Le Méhari Post de Mohamed AG Ahmedou du MTRM
June 12, 2025 at 05:10 PM
Article 45 : la Constitution contre les imposteurs
Au Mali, certains semblent vouloir le pouvoir sans le peuple. Pourtant, la Constitution du 22 juillet 2023 ne laisse place à aucune ambiguïté. Son article 45 est clair, tranchant, et redoutablement démocratique : « Le Président de la République est élu pour un mandat de cinq (05) ans, au suffrage universel direct. Il n’est rééligible qu’une seule fois. En aucun cas, nul ne peut exercer plus de deux (02) mandats de Président de la République. »
C’est un article sobre mais explosif. Parce qu’il vient poser une vérité brutale : tout pouvoir exécutif malien qui n’est pas issu des urnes est illégal. Voilà la bombe que renferme ce texte, silencieusement ignoré par ceux qui prétendent gouverner au nom du peuple sans jamais avoir demandé son avis.
Nous vivons dans un pays où la transition, censée être une étape exceptionnelle, devient une structure permanente. Une autorité de transition s’installe, dirige, réprime, signe des contrats, modifie les lois, engage l’armée, négocie des alliances, sans aucun mandat populaire.
Or, rien dans l’article 45 n’ouvre la voie à une présidence d’exception, transitoire, auto-proclamée ou militaire. La Constitution ne prévoit pas de parenthèse autoritaire. Elle dit : « élu ». Point.

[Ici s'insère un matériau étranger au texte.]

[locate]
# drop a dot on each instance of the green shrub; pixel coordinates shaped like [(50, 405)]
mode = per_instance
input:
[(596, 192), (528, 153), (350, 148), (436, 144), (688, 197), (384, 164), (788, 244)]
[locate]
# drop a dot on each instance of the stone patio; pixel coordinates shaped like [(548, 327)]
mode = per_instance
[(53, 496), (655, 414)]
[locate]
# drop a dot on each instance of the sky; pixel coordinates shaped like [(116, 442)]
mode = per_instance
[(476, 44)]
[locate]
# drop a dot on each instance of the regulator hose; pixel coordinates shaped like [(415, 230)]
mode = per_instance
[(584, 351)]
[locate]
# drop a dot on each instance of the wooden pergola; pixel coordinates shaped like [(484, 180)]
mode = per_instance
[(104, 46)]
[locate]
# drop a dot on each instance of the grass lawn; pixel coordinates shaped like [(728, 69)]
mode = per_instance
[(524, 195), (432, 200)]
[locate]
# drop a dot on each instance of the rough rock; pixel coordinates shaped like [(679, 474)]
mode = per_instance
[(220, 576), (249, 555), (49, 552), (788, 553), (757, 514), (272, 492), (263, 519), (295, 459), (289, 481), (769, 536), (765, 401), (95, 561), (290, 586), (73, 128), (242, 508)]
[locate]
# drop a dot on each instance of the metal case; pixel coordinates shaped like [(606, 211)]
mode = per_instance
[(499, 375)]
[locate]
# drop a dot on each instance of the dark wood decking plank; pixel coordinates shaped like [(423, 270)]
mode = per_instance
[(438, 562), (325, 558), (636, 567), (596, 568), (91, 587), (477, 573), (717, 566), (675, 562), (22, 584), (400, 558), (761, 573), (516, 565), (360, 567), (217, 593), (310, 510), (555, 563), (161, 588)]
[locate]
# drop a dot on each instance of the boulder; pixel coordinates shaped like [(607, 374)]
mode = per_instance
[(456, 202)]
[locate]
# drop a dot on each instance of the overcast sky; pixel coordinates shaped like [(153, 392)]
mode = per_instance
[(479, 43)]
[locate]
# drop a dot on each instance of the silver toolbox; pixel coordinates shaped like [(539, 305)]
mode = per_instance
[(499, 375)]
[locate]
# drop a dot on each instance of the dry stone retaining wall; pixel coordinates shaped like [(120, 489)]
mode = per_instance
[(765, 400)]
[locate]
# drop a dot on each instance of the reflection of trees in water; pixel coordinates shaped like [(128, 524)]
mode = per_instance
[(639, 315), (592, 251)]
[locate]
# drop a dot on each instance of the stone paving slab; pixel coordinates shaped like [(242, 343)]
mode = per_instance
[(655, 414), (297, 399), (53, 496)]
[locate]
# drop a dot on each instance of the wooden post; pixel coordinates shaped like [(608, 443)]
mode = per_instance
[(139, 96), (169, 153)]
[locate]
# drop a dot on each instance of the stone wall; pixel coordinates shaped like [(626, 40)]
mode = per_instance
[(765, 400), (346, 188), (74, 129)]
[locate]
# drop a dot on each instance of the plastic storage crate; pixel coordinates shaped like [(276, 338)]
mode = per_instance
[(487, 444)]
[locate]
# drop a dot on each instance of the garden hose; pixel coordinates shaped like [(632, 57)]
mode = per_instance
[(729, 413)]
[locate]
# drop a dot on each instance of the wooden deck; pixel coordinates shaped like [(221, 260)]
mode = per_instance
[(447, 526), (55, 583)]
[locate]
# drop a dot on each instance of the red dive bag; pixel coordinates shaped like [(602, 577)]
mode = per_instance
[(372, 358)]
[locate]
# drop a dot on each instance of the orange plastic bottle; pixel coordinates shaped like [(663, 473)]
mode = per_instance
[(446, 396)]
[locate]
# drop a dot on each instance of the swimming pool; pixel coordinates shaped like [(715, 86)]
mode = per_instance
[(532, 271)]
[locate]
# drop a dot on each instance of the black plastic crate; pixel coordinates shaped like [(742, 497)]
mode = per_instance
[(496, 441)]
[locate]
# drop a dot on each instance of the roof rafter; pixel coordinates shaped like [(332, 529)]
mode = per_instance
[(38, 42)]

Il faut donc le dire sans détour : les autorités militaires actuelles sont en contradiction flagrante avec l’article 45. Elles gouvernent en dehors du cadre électoral, donc en dehors de la légalité constitutionnelle. Peu importe les slogans de « refondation », de « souveraineté » ou de « sécurité » : aucune idéologie ne justifie le viol d’un principe fondamental.
Les sbires du régime rêvent à haute voix d’un « Assimi Goïta 2030 », d’un scénario à la Poutine, où le militaire en treillis deviendrait l’homme providentiel en costume. Mais là encore, l’article 45 est sans pitié : il n’autorise aucun recyclage transitionnel. Ceux qui dirigent aujourd’hui ne peuvent être candidats demain sans entacher l’élection d’un soupçon de continuité illégitime.
Soyons clairs : la transition ne peut pas être une rampe de lancement personnel vers la présidence. Sinon, elle devient un détournement de la Constitution, un putsch prolongé sous les habits d’une légalité de façade.
On nous dit que les conditions ne sont pas réunies pour organiser des élections. Mais depuis quatre ans, toutes les conditions sont réunies pour s’arroger le pouvoir : recruter des fonctionnaires, signer des accords, faire la guerre, communiquer, censurer, emprisonner. Tout sauf soumettre leur action à un bulletin de vote.
Ce refus de l’élection n’est pas un accident, c’est un choix. Un choix de gouverner sans risquer la sanction démocratique. Un choix de parler au nom du peuple sans lui demander la permission. Et ce choix, qu’on le veuille ou non, est anticonstitutionnel.
Dans un Mali verrouillé par l’autoritarisme de transition, l’opposition politique est bâillonnée, les journalistes inquiétés, les activistes menacés. Pourtant, la meilleure arme de résistance est dans le texte lui-même. L’article 45 est une épée de droit contre le régime de fait.
Il permet de renverser le rapport de force symbolique : ce ne sont pas les opposants qui sont hors système, ce sont les tenants du pouvoir qui sont hors Constitution. Ce ne sont pas les civils qui dérangent l’ordre, ce sont les militaires qui dérangent le droit.
Il est ironique de voir ceux qui prétendent incarner la souveraineté nationale bafouer la souveraineté populaire. Car c’est bien de cela qu’il s’agit : le suffrage universel direct est l’expression suprême de la souveraineté du peuple. Supplanter cette voie par des désignations, des manipulations ou des manœuvres militaires, c’est confisquer le pays au nom du peuple… sans lui.
L’article 45 n’est pas un détail technique : c’est le cœur battant de la démocratie malienne. C’est une ligne rouge, un test, un ultimatum adressé à tous ceux qui prétendent diriger ce pays. Et il faut le dire sans frilosité : Un pouvoir non élu est un pouvoir illégal. Un Président de transition qui ne cède pas la place à une élection est un usurpateur. Un militaire qui rêve de rester au pouvoir au-delà de la transition est un dictateur en gestation.
Le peuple malien n’a pas versé son sang pour changer de maîtres, mais pour choisir ses dirigeants. Et il est temps que ceux qui parlent en son nom s’en souviennent.